Il y a de votre part, de la part des chefs républicains, une erreur de morale fondamentale. Vous avez sacrifié l’homme à la collectivité… Je m’émerveille de votre aveuglement. Quoi ! vous avez cru vraiment sauver la République et le pays en perdant l’individu, le pauvre homme innocent, mais écrasé, mais seul, sans valeur à vos yeux, à demi mort ! Vous n’avez pas compris qu’il devait vous être sacré ! Coûte que coûte, il faut réparer cette faute[2].

Enfin, quand les radicaux au pouvoir, loin de réparer la faute de Méline, y ajoutèrent, il ne voulut pas mourir, s’endormir du sommeil qu’il savait sans rêve ni réveil, avant d’avoir fait, « stoïcien qui avait lu l’Évangile[3] », tout son devoir. Il y avait encore pour lui un acte d’éducateur à accomplir.
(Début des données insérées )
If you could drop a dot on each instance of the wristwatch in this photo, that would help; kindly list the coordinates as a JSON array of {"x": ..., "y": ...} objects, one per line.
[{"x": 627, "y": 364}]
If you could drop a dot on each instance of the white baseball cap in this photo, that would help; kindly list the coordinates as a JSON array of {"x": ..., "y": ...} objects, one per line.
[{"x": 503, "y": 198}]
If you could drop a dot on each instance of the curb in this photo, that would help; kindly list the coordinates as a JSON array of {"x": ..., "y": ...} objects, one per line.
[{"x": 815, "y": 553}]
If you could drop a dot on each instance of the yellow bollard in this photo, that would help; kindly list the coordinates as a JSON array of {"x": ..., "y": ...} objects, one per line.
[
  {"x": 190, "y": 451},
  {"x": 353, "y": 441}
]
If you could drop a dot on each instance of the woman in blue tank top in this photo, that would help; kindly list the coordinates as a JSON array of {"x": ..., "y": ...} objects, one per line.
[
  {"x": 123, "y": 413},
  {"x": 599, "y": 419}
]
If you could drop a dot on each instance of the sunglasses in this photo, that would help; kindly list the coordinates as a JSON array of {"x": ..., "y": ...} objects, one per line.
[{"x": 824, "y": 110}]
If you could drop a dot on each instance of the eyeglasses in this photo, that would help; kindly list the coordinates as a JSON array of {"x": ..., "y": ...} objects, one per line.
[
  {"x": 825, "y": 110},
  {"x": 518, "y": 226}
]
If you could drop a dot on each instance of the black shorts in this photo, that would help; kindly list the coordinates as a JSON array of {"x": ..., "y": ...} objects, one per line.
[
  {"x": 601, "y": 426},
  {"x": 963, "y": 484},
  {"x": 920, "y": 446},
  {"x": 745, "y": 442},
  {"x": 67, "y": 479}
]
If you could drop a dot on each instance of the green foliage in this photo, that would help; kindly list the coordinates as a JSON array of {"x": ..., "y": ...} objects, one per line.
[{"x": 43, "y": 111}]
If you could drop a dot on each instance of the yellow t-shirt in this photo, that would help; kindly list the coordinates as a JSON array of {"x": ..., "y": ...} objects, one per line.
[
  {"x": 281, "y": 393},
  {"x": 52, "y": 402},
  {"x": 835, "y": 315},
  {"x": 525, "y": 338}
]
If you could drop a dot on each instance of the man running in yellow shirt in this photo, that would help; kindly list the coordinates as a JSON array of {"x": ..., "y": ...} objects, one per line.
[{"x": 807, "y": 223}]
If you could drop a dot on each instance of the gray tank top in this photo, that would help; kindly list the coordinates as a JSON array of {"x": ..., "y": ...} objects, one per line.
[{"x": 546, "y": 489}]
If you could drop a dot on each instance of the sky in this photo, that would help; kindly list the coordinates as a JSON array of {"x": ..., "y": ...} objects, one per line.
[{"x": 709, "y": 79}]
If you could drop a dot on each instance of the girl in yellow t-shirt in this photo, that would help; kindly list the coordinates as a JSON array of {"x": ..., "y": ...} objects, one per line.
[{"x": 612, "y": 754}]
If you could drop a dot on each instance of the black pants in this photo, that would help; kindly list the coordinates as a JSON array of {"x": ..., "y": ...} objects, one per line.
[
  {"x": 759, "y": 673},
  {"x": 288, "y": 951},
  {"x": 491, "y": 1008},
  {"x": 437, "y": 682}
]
Il envoya à Bourgeois sa démission de membre du Conseil supérieur de l’instruction publique et d’inspecteur général : libre dès lors de

  1. Discours de Buisson.
  2. Cette lettre, du 23 avril, adressée à Buisson pour être lue à Bourgeois, me fut communiquée, avec l’assentiment de son père, par le docteur Élie Pécaut et publiée dans le Siècle du 2 juin 1898.
  3. Louis Bompard, dans la brochure sur Félix Pécaut qui fut publiée par l’Association des anciennes élèves de Fontenay.